Мафра молчал. Они перевернули забывшегося сном баска на спину, стянули грязные башмаки, уселись напротив на кровать и глядели на него, вздыхая и покачивая головами. Из худой груди кормчего со свистом вырывался воздух, судорожно подергивались сжатые в кулаки руки с ободранной кожей и запекшейся кровью.

– У него есть наследники? – спросил Мафра, следя за шевелившимися пальцами ног.

– Рано хоронишь! – упрекнул Сан-Мартин. – Если Господь помиловал, то сохранит. Видать, ангел заступился, раз жив остался.

– Друг Кесады, доверенный Картахены – главный зачинщик смуты, – шепотом перечислил штурман. – Нет, не зверь Магеллан, коли помиловал. Другой бы казнил!

– Верно, – согласился астролог.

* * *

– Псалом пятьдесят седьмой, – торжественно произнес отец Антоний, приподнимая указательный палец правой руки, как делал в момент проповедей, – «Не погуби». «Писание Давидово».

Энрике запахнул старый хозяйский халат, надетый поверх грубых матросских штанов, сел на стул.

Монах вдохновенно начал:

– «Подлинно ли говорите правду, справедливо ли судите,

сыны человеческие?

Составляете в сердце беззаконие, кладете на весы злодеяния

ваших рук на земле.

Отступили нечестивые с самого рождения; заблуждаются от утробы

матери, лгут.

Яд у них, как яд змеи, – глухого аспида, затыкающего уши.

Не слышат они голоса самого искусного заклинателя.

Боже! Сокруши зубы в их устах; разбей львиные челюсти!»


– гневно произнес Антоний. Энрике боязливо прикрыл ладонью рот, засопел в руку. – Царь Давид грозит злодеям! – отвлекся священник. Малаец успокоился, но руки не отнял, так и сидел с зажатым носом.

«Да исчезнут, как протекающая вода.

Когда напрягут стрелы, пусть они будут, как переломленные.

Убегут, как распускающаяся улитка; не увидят солнца,

как выкидыш женщины.

Прежде, нежели ваши котлы ощутят горячий терн,

свежее и обгоревшее мясо, вихрь разнесет их.

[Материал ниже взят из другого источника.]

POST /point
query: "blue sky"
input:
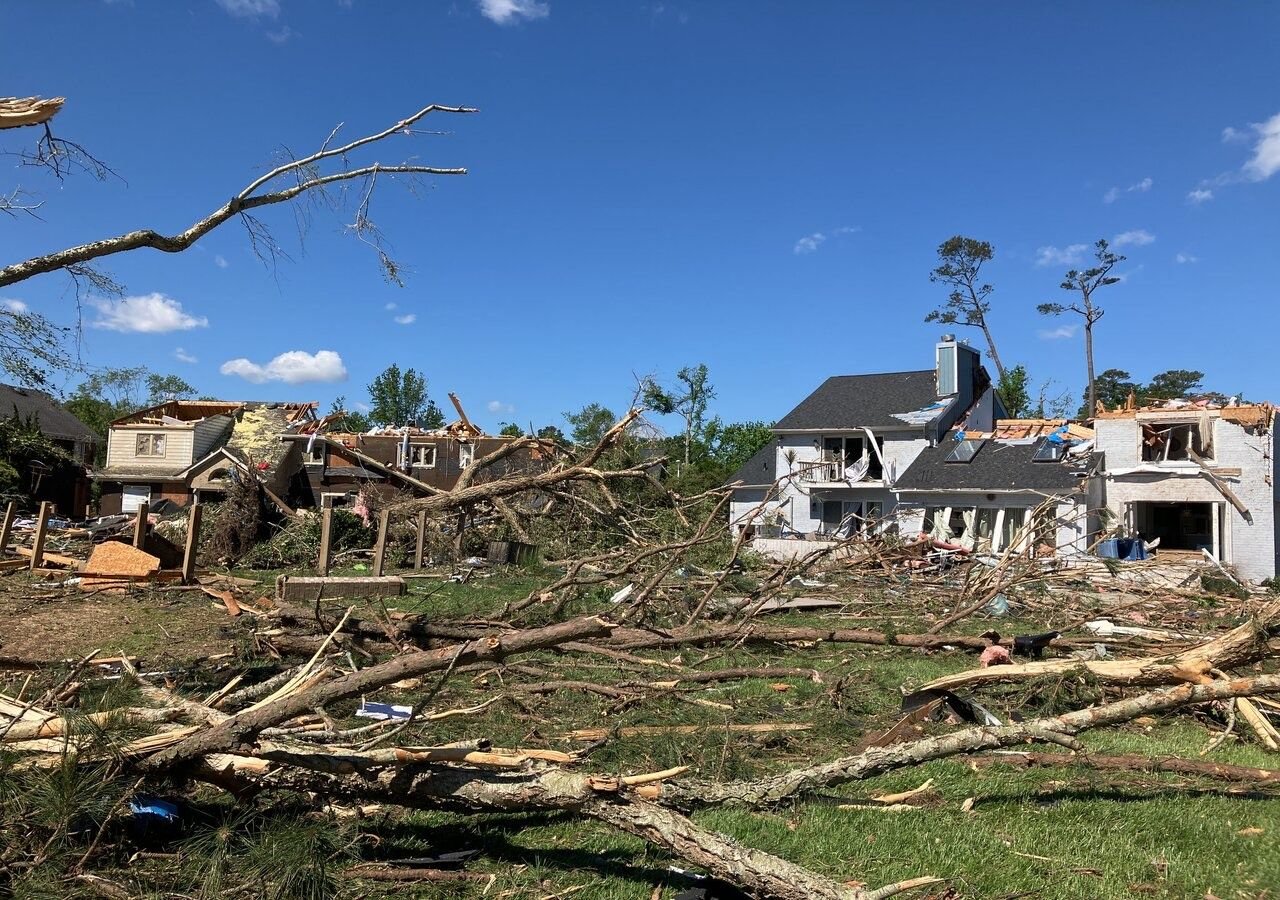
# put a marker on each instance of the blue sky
(757, 186)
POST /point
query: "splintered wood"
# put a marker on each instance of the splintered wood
(117, 565)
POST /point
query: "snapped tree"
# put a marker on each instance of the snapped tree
(1086, 283)
(689, 401)
(401, 398)
(960, 260)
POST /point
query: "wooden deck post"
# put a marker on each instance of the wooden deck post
(325, 540)
(7, 525)
(188, 556)
(384, 520)
(140, 525)
(37, 548)
(420, 547)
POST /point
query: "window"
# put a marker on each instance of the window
(1176, 442)
(964, 451)
(149, 444)
(421, 456)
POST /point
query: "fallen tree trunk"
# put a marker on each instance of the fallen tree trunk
(465, 790)
(1132, 762)
(1240, 645)
(877, 761)
(241, 729)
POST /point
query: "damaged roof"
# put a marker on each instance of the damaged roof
(855, 401)
(997, 466)
(54, 420)
(760, 470)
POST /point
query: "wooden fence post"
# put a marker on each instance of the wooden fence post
(37, 548)
(384, 520)
(421, 540)
(140, 525)
(325, 540)
(188, 557)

Увидев отмщение, праведник возрадуется; омоет стопы

в крови нечестивого.

Человек скажет: "Подлинно вкушать плод праведнику! Есть Бог,

осуждающий на земле!"»


– Понравилось? – радостно улыбнулся Антоний.

– Нет, – замотал головой слуга. – О пальме Соломона мне больше нравится. Соломон любил много женщин, писал о них, а царь Давид грозит всем и жалуется.

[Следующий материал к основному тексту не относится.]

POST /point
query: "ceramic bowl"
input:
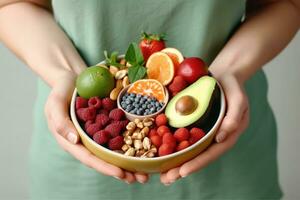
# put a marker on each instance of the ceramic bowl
(156, 164)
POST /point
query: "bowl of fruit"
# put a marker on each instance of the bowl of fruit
(147, 115)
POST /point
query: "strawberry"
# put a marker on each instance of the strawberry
(165, 149)
(156, 140)
(152, 132)
(151, 43)
(116, 143)
(182, 145)
(161, 119)
(196, 134)
(182, 134)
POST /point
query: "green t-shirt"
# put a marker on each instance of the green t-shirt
(197, 28)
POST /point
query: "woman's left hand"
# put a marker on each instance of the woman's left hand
(234, 123)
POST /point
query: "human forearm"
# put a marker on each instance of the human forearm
(32, 34)
(261, 37)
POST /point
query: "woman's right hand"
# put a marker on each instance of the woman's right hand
(59, 123)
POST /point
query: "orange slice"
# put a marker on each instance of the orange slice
(160, 67)
(148, 87)
(175, 55)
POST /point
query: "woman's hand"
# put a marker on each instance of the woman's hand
(56, 110)
(234, 123)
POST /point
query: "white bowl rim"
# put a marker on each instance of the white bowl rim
(166, 157)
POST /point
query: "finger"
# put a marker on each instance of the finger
(60, 118)
(214, 151)
(164, 180)
(129, 177)
(141, 177)
(88, 159)
(236, 105)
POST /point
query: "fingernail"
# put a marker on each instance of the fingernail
(220, 137)
(72, 137)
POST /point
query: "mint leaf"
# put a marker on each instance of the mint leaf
(112, 59)
(134, 55)
(136, 72)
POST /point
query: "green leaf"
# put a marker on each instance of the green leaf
(134, 55)
(136, 72)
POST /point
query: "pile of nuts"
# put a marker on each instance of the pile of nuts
(136, 141)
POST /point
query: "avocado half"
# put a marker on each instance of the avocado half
(205, 92)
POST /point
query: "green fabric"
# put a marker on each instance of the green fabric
(197, 28)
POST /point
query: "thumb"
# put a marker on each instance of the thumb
(61, 121)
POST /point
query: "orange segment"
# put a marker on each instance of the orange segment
(148, 87)
(160, 67)
(175, 55)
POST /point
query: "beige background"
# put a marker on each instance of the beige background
(17, 86)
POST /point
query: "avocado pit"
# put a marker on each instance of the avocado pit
(186, 105)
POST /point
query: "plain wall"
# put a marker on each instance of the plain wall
(17, 86)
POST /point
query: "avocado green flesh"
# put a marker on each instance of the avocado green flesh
(202, 90)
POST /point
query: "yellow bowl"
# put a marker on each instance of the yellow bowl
(148, 165)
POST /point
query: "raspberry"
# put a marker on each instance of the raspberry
(156, 140)
(114, 129)
(85, 114)
(93, 128)
(102, 119)
(177, 84)
(162, 130)
(168, 138)
(196, 134)
(182, 134)
(86, 124)
(116, 114)
(81, 102)
(116, 143)
(122, 123)
(165, 149)
(95, 102)
(101, 137)
(108, 104)
(182, 145)
(152, 132)
(161, 119)
(104, 111)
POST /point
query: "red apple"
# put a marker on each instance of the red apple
(192, 69)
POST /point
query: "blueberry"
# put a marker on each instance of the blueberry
(128, 102)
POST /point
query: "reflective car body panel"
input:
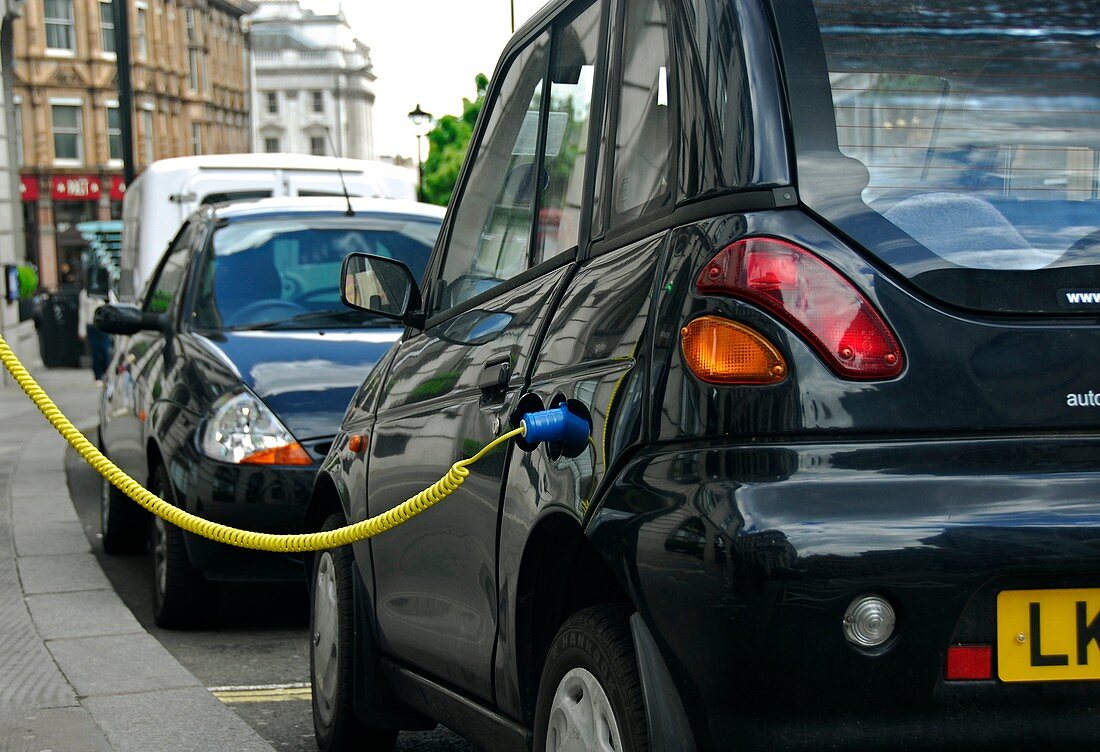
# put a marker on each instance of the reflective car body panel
(738, 521)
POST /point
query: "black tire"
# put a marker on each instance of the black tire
(593, 643)
(182, 596)
(332, 655)
(122, 523)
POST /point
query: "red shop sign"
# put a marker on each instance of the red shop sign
(29, 188)
(75, 188)
(118, 188)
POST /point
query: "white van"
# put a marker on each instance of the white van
(169, 190)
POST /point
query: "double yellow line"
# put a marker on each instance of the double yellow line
(262, 693)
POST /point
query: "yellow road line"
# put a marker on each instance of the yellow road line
(262, 693)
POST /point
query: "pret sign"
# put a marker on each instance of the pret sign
(118, 188)
(29, 188)
(75, 187)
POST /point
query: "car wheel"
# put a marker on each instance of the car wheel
(332, 658)
(590, 697)
(182, 596)
(121, 521)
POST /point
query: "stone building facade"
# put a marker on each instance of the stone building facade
(190, 74)
(10, 217)
(314, 79)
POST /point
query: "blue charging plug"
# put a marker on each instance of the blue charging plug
(556, 426)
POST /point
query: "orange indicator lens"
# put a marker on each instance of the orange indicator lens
(719, 351)
(290, 454)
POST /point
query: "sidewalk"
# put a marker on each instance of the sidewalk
(77, 672)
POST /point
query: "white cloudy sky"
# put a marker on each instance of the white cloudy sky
(427, 52)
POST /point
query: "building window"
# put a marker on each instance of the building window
(194, 75)
(146, 124)
(58, 18)
(141, 34)
(113, 133)
(107, 26)
(19, 134)
(68, 132)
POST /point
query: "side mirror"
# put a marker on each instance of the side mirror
(383, 286)
(123, 319)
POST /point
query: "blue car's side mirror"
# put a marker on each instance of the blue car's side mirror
(377, 285)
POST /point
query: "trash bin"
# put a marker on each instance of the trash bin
(55, 318)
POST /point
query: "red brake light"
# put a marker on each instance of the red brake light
(811, 297)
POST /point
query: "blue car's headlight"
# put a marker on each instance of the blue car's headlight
(242, 430)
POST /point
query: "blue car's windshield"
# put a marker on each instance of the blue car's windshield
(974, 128)
(286, 272)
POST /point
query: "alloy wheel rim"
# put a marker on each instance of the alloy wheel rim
(581, 716)
(160, 557)
(325, 647)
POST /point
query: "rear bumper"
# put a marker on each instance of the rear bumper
(270, 499)
(743, 561)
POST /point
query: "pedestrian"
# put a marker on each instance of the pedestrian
(99, 342)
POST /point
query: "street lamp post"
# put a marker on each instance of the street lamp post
(419, 119)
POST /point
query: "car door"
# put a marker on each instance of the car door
(140, 362)
(510, 240)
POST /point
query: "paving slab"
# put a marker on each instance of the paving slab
(64, 573)
(51, 730)
(75, 615)
(50, 539)
(182, 720)
(119, 664)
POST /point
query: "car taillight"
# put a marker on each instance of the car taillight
(719, 351)
(812, 298)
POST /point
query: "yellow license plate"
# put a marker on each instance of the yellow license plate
(1048, 636)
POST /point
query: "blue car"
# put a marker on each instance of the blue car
(232, 375)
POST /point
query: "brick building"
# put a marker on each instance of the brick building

– У Соломона – плотская любовь, а здесь – псалмы Господу. Перекрестись, окаянный! За такие мысли Господь накажет, – припугнул ученика монах.

Энрике осенил себя знамением.

– Псалом номер пятьдесят восьмой тоже называется «Не погуби». «Писание Давида, когда Саул послал стеречь его дом, чтобы умертвить», – францисканец прочитал первую строку.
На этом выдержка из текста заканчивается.